Vienna: One Big New Years Eve

According to my guidebook (which has about 60 typos and at least 4 wrong stats), Austrians are conservative. Hmm. So the first afternoon I got here I walk into a 10,000 strong gay pride parade and concert complete with the pink and glowing "Fuck the State and Masturbate fun bus" and lifeguards in laytex, cheered on by mum and dad. And then the next day I go on a walking tour featuring the "underground tunnel" connecting between the Opera House and the Sacher Hotel, which couples used to meet for extramarital affairs during an opera performance back in the 18th century, which gave birth to the very very very long and extended opera sessions here. (job creation at the same time, two birds with one stone, v clever).

The guide book goes onto state that most budget travellers may well be overwhelmed by Vienna´s diet of museums and operas. Which is only half true. The other half of the truth is that they spend their time entirely eating gelatis, sunbathing, dressing up, eating fish¨n chips, listening to free good music (some are albiet crystal), and smelling roses. Honestly I´ve never seen any one actually work seriously here.
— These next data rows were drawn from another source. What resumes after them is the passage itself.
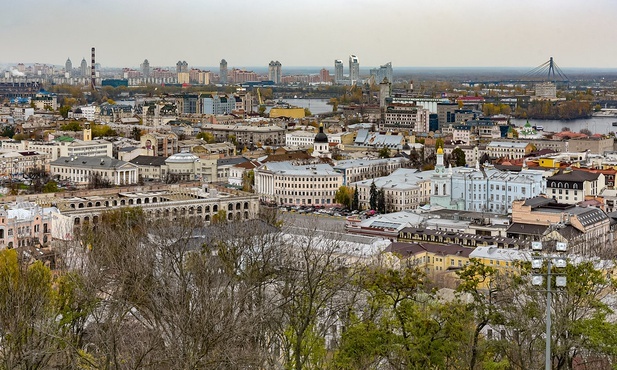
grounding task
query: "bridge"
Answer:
[463,57,570,86]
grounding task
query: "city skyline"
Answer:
[0,0,617,69]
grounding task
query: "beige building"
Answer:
[508,197,614,256]
[0,151,49,177]
[349,168,431,212]
[50,157,139,186]
[139,132,178,157]
[254,162,343,206]
[201,124,286,147]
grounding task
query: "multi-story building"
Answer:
[508,196,615,258]
[176,60,189,73]
[0,151,49,177]
[334,157,409,185]
[64,58,73,78]
[139,132,178,157]
[79,58,90,78]
[219,59,227,85]
[437,102,458,130]
[140,59,150,78]
[199,94,236,115]
[201,123,286,147]
[349,168,431,212]
[49,157,139,186]
[370,62,393,84]
[486,141,533,159]
[2,136,113,161]
[285,130,315,148]
[384,99,430,132]
[254,162,343,206]
[349,55,360,85]
[334,59,345,84]
[268,60,283,85]
[431,148,545,214]
[0,202,58,249]
[386,242,473,288]
[319,68,332,83]
[546,168,606,204]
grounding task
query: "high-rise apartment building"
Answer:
[176,60,189,73]
[268,60,282,85]
[79,58,90,77]
[141,59,150,78]
[319,68,332,83]
[64,58,73,77]
[371,62,393,84]
[349,55,360,85]
[219,59,227,85]
[334,59,344,84]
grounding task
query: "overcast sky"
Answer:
[0,0,617,69]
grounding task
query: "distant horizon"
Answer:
[0,60,617,72]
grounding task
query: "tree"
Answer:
[452,148,467,167]
[369,180,378,210]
The bartenders are always drunk for example, and the food vendors are always eating, and the musicians are having so much fun that the concert that I went to involved a large anvil and a shot gun.

Thirdly, my guide book stipulates, that if New York is the Big Apple, then Vienna is the Big Wedding Cake (ie. palaces, castles, churches etc). The better description is that Vienna is like one big new years eve. The locals do nothing but party party party, twenty four seven. I wake up in the morning and see kids dancing outside. I take a train to the Danube Island and people are jumping on giant trampolines and sipping cocktails at 11am. I walk into the street and housewives are lunching to the tune of If I was a Rich Man and a string quartet on Four Seasons competing just 10 meters down, and in the evening when I walk out of the Concert Hall bejewelled and beribboned people run through the street pouring champagne onto the footpath and every one is singing some song of some sort. In the summer, which started today, the Rathause (town hall) puts on free musicals on screen EVERY NIGHT. All I can think of is new years eve 1999, but only that it doesn´t end.

Throw out your guidebooks every one, come party in Vienna!!